As state lawmakers move to decriminalize marijuana for medical and recreational use, the cannabis economy is simultaneously gaining momentum. As it does, there's been much discussion — and research — focused on how marijuana affects the human body and mind. In particular, researchers and marijuana advocates have devoted a fair bit of attention to the relationship between cannabis use and depression.
Though regular marijuana users tend to be diagnosed with depression more frequently than those who don't use cannabis, marijuana does not cause depression, wrote Dr. Daniel K. Hall-Flavin for Mayo Clinic.
"It's likely that the genetic, environmental or other factors that trigger depression also lead to marijuana use," Hall-Flavin wrote for the Mayo Clinic. "Some people with depression may use marijuana as a way to detach from their depressive symptoms. Heavy users may appear depressed as a result of the dulling effects of the drug on feelings and emotions."
A recent study published in JAMA Psychiatry supports Hall-Flavin's statement. After a nationwide longitudinal study of nearly 35,000 Americans aged 18 and up, researchers concluded that marijuana users are no more likely to develop anxiety or mood disorders than those who don't use the drug.

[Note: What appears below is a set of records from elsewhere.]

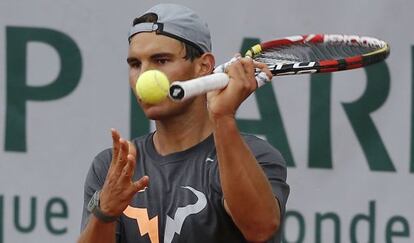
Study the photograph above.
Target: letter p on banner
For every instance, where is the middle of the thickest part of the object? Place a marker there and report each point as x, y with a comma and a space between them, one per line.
19, 92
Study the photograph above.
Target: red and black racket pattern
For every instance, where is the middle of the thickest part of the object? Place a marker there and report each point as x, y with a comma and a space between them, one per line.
319, 53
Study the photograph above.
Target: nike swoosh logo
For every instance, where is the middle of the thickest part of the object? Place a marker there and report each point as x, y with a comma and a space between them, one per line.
175, 225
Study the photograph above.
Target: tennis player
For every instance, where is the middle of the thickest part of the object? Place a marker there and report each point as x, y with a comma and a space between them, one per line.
197, 178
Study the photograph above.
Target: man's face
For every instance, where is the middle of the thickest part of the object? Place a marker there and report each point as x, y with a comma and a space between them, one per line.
149, 51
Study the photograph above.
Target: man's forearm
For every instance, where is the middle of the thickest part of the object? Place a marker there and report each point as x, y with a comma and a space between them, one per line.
247, 192
97, 231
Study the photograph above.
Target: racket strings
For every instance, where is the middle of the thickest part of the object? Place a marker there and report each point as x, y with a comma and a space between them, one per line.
308, 52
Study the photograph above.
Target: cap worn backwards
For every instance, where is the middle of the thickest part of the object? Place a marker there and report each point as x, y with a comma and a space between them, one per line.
177, 22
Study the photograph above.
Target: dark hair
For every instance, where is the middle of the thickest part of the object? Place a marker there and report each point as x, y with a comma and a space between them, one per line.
191, 52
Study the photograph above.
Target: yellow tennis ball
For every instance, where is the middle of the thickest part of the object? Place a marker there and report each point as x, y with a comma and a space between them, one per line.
152, 87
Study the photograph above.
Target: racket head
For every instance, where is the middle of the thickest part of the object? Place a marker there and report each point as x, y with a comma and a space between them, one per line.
318, 53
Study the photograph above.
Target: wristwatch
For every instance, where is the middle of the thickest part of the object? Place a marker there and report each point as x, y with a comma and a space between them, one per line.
93, 207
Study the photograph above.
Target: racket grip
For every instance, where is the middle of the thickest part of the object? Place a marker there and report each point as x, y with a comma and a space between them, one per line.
182, 90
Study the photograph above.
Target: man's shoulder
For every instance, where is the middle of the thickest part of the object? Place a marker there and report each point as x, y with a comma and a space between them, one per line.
262, 148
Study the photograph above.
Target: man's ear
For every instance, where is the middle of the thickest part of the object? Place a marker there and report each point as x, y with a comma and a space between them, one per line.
205, 64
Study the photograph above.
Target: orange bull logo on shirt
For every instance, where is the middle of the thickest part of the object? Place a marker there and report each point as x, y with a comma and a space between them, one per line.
173, 225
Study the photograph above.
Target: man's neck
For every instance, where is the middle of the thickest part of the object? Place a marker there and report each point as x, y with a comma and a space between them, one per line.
181, 133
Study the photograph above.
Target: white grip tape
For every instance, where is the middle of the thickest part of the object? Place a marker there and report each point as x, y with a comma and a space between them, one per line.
181, 90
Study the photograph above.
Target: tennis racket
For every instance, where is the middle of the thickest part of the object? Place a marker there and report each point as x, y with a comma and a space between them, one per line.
302, 54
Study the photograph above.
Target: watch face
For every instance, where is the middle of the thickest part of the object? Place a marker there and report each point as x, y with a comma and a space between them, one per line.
93, 202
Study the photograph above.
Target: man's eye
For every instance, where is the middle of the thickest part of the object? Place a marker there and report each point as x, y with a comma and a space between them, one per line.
162, 61
135, 64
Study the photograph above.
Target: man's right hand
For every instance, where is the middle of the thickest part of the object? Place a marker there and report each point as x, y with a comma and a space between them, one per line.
119, 188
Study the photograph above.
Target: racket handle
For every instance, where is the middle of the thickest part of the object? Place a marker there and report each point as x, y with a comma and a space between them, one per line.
181, 90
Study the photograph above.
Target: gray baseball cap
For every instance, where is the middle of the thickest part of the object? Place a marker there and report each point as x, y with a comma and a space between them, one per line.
177, 22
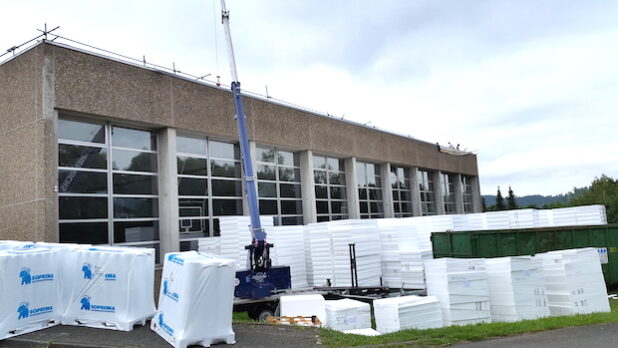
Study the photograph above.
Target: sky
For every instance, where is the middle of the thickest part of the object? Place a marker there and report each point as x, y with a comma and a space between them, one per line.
531, 86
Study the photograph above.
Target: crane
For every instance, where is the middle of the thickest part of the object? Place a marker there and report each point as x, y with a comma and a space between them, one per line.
261, 279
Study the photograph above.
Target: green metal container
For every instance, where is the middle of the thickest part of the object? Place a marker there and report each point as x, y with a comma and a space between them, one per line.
497, 243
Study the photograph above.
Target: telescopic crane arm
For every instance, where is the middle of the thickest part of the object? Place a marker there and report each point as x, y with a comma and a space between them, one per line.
259, 248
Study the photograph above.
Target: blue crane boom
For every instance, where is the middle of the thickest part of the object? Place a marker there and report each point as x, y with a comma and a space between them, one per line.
261, 279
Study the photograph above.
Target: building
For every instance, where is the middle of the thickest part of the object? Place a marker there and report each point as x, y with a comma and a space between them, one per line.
97, 150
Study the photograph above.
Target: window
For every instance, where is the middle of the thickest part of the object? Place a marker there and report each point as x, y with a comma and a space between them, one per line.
369, 190
427, 191
466, 193
107, 184
330, 192
402, 195
209, 185
448, 193
279, 191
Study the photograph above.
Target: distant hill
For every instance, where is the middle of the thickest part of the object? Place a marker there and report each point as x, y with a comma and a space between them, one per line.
538, 200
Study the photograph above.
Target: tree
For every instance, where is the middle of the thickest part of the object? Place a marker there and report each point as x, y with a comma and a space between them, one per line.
500, 200
511, 201
603, 190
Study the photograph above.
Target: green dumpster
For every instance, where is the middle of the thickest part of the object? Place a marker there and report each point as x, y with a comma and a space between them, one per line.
497, 243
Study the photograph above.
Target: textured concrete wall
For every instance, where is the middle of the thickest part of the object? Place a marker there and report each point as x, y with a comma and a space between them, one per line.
99, 86
28, 152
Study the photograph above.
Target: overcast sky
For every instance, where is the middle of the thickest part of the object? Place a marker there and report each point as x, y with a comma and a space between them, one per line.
531, 85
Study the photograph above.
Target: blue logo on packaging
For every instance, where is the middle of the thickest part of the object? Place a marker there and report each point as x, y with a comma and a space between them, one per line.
24, 311
175, 259
89, 272
166, 291
28, 278
164, 326
87, 305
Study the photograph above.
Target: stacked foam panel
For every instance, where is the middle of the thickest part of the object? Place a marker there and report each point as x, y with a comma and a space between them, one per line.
347, 314
289, 250
195, 300
210, 245
516, 288
462, 288
365, 237
319, 250
235, 235
407, 312
574, 281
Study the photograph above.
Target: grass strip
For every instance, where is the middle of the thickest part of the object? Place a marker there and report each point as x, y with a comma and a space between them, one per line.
454, 334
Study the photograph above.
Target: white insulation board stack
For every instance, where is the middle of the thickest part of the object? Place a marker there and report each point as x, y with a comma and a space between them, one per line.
329, 252
402, 255
235, 235
347, 314
574, 281
303, 305
462, 288
289, 250
195, 300
407, 312
29, 289
516, 288
110, 287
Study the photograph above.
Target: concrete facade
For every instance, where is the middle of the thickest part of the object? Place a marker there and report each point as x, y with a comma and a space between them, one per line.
49, 80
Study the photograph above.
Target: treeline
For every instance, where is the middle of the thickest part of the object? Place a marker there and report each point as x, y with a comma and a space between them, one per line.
602, 190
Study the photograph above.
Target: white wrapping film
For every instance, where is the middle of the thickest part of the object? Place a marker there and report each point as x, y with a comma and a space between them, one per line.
347, 314
407, 312
111, 287
195, 300
29, 289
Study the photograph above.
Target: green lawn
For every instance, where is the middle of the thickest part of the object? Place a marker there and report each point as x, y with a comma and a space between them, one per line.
450, 335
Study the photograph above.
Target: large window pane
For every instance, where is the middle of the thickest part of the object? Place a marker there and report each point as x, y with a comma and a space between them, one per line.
290, 190
289, 174
135, 184
321, 191
227, 207
84, 232
133, 138
229, 188
265, 155
82, 207
191, 145
193, 228
192, 165
81, 131
193, 207
266, 172
224, 150
291, 207
134, 161
268, 207
72, 181
82, 156
135, 231
129, 208
267, 189
229, 169
192, 187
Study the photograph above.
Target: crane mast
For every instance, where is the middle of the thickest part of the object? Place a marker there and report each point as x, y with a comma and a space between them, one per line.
259, 248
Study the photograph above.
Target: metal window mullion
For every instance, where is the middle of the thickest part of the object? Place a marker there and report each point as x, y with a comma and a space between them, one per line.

And in fact, according to a separate study, marijuana may reduce the symptoms of depression. "Chronic stress is one of the major causes of depression," explained Samir Haj-Dahmane, a senior research scientist at the University at Buffalo's Research Institute on Addictions, in a Feb. 4 press release. "Using compounds derived from cannabis — marijuana — to restore normal endocannabinoid function could potentially help stabilize moods and ease depression."
Despite those findings, Haj-Dahmane was quick to point out that further research on the relationship between depression and marijuana use is necessary. "Our research thus far has used animal models; there is still a long way to go before we know whether this can be effective in humans," he said in the release. "However, we have seen that some people who suffer from post-traumatic stress disorder have reported relief using marijuana."

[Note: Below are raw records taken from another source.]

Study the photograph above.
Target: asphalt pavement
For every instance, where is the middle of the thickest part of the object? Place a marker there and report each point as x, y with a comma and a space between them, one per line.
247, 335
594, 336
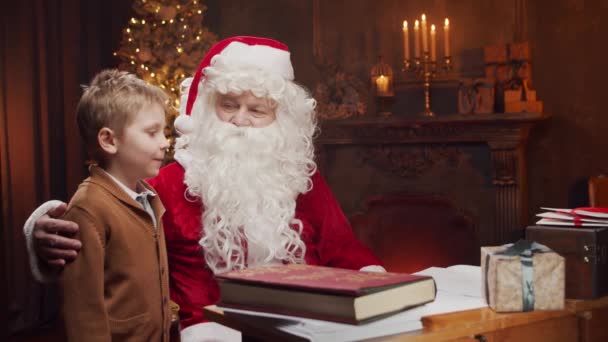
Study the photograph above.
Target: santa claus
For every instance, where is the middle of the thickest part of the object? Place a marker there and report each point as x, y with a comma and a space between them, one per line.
244, 191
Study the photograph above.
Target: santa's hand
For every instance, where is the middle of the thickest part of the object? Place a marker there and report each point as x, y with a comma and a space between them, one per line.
53, 240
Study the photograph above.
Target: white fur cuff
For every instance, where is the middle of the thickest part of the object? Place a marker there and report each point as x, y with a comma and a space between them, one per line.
209, 332
28, 227
373, 268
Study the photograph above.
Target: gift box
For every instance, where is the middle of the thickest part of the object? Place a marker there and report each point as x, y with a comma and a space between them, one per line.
586, 253
495, 54
524, 106
519, 51
524, 276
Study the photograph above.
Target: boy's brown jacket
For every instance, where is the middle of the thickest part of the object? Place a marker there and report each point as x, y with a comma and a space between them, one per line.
118, 287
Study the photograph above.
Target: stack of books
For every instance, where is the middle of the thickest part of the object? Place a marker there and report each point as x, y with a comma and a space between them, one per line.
577, 217
346, 305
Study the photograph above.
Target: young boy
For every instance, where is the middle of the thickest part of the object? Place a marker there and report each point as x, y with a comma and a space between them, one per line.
118, 289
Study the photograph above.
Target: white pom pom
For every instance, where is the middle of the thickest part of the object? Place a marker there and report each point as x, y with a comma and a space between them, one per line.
183, 124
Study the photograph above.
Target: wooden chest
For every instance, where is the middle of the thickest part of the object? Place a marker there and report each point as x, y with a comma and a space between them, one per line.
586, 253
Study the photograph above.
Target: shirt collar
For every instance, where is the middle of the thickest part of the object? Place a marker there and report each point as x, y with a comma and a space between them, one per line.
134, 195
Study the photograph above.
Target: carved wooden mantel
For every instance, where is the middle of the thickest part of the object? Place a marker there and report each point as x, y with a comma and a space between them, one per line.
505, 135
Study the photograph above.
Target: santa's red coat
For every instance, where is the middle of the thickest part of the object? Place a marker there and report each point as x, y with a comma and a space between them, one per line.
327, 234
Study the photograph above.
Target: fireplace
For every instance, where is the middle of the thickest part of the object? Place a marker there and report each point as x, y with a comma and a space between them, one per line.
460, 177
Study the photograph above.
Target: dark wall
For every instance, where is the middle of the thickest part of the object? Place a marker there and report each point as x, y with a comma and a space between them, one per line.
570, 55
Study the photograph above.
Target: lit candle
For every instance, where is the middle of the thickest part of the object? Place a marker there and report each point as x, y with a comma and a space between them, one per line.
406, 41
425, 44
446, 39
417, 39
433, 44
382, 85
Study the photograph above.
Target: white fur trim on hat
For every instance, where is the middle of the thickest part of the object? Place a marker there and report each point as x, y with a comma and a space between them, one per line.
28, 228
183, 124
270, 59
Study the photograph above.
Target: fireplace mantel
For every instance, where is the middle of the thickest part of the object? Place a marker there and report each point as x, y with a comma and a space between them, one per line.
505, 135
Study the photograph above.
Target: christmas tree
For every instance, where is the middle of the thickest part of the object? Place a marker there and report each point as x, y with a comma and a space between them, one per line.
165, 44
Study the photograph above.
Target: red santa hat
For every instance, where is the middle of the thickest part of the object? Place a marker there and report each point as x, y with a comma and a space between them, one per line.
262, 53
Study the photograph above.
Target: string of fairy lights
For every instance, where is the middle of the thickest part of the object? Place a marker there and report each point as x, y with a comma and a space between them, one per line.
165, 42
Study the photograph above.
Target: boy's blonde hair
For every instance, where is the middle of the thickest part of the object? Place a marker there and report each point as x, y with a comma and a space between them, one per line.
112, 100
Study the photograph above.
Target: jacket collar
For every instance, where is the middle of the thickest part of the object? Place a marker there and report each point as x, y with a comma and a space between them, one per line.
101, 178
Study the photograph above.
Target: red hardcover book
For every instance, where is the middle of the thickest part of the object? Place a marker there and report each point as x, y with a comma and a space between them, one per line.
325, 293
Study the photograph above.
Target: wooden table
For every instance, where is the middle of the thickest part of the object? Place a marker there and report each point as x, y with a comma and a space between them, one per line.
580, 321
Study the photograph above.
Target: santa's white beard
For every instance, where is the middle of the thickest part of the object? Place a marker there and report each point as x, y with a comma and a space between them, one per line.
248, 179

Yet another survey of more than 4,400 adults, organized by the Center for Epidemiological Studies, concluded that neither frequent nor infrequent cannabis use increased a person's likelihood of depression.

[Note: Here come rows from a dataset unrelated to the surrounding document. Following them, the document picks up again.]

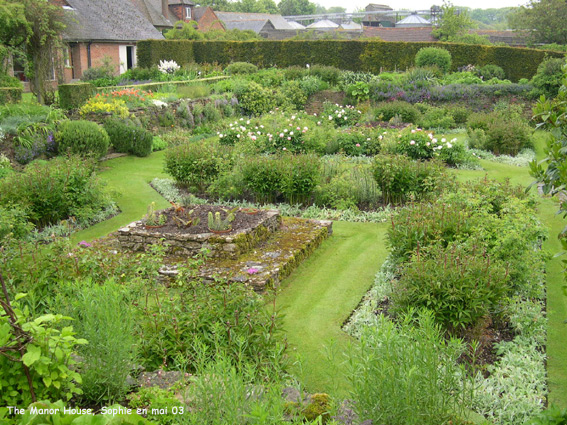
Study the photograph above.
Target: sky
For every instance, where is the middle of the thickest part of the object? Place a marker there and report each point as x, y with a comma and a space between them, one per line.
421, 4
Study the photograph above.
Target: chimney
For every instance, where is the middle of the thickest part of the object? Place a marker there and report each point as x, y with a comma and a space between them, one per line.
165, 8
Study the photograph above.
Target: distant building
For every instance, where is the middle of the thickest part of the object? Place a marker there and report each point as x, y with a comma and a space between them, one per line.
413, 21
385, 19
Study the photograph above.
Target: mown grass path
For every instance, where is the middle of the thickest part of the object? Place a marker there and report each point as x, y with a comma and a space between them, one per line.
128, 178
320, 295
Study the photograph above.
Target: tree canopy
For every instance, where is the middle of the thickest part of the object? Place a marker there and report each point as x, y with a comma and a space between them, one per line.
545, 20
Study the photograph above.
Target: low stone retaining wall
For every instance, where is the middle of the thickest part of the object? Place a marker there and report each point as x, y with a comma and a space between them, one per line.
135, 237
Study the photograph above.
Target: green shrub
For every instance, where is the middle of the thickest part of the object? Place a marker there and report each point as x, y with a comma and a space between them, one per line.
142, 142
294, 94
385, 111
494, 133
127, 137
408, 373
10, 95
437, 118
416, 144
255, 99
295, 73
73, 96
105, 319
158, 144
236, 68
459, 114
198, 163
56, 190
83, 138
401, 179
461, 288
211, 113
434, 56
329, 74
311, 85
193, 91
14, 223
549, 76
354, 55
45, 346
488, 72
120, 134
291, 177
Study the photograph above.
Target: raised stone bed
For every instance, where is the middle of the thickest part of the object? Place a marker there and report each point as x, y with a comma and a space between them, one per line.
135, 237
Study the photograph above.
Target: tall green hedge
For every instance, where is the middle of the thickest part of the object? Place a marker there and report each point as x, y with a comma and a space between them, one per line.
10, 94
355, 55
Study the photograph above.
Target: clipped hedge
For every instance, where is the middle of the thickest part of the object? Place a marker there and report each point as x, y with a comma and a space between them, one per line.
355, 55
74, 95
10, 94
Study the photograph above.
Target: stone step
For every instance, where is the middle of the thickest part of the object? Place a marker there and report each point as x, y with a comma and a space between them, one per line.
271, 261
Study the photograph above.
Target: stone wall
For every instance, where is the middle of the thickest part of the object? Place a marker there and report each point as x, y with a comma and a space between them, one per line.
135, 237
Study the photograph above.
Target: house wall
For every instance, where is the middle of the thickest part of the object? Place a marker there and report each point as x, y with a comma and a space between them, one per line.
210, 21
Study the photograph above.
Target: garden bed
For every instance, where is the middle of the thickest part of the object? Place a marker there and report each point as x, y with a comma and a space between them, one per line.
246, 232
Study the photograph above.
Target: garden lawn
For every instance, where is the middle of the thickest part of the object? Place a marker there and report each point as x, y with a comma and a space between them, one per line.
320, 295
128, 178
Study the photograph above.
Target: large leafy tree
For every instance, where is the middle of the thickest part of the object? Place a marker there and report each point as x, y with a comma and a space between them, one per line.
453, 23
545, 20
32, 29
296, 7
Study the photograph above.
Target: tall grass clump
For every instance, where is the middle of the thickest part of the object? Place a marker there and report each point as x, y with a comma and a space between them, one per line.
406, 373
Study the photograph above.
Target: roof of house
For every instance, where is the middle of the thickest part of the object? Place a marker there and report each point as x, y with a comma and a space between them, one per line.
351, 26
255, 26
198, 12
400, 34
324, 23
414, 20
152, 11
296, 25
277, 21
107, 20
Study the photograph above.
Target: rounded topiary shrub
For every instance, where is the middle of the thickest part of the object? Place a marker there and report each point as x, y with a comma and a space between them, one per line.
119, 131
434, 56
83, 138
142, 141
197, 164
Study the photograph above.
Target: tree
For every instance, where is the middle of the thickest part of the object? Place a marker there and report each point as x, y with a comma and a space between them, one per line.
544, 20
453, 23
32, 29
296, 7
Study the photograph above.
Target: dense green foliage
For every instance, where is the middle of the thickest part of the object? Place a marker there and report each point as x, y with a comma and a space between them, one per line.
433, 56
370, 56
82, 138
56, 190
72, 96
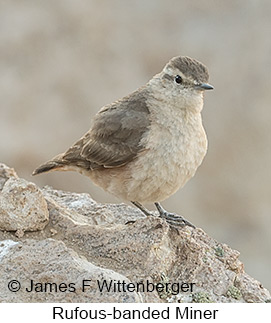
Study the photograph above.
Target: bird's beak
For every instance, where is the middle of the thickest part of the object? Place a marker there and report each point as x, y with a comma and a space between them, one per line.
204, 86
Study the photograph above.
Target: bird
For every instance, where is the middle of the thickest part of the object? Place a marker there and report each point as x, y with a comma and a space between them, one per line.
145, 146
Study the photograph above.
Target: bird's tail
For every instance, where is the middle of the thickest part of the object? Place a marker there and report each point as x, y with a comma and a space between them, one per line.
54, 164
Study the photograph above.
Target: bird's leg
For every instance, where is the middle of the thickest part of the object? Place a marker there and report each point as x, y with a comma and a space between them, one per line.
141, 208
172, 218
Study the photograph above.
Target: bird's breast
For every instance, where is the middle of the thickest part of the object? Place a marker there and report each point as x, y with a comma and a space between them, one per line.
174, 148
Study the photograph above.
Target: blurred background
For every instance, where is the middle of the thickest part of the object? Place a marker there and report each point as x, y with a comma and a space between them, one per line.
60, 61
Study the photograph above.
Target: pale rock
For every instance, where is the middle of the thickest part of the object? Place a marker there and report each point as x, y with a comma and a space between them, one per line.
22, 207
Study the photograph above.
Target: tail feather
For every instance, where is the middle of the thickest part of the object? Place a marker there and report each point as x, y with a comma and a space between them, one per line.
54, 164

Though studies suggest that marijuana use may not increase the risk of depression, the drug has been linked to other psychological disorders, such as schizophrenia or psychosis for those who are already prone to psychosis. And according to Hall-Flavin, teenagers who've attempted suicide are also more likely to have either experimented with cannabis or are regular users of the drug.
In his statement to the Mayo Clinic, Hall-Flavin's conclusion is clear: "Marijuana use and depression accompany each other more often than you might expect by chance, but there's no clear evidence that marijuana directly causes depression."
So far, 23 states and Washington, D.C. have legalized marijuana in some form. And despite its controversial possible legality in some states, Leafly predicted that Nevada, California, Maine, Arizona, Connecticut, Michigan, Ohio, Rhode Island and Vermont are among the states that could move to decriminalize marijuana in 2016.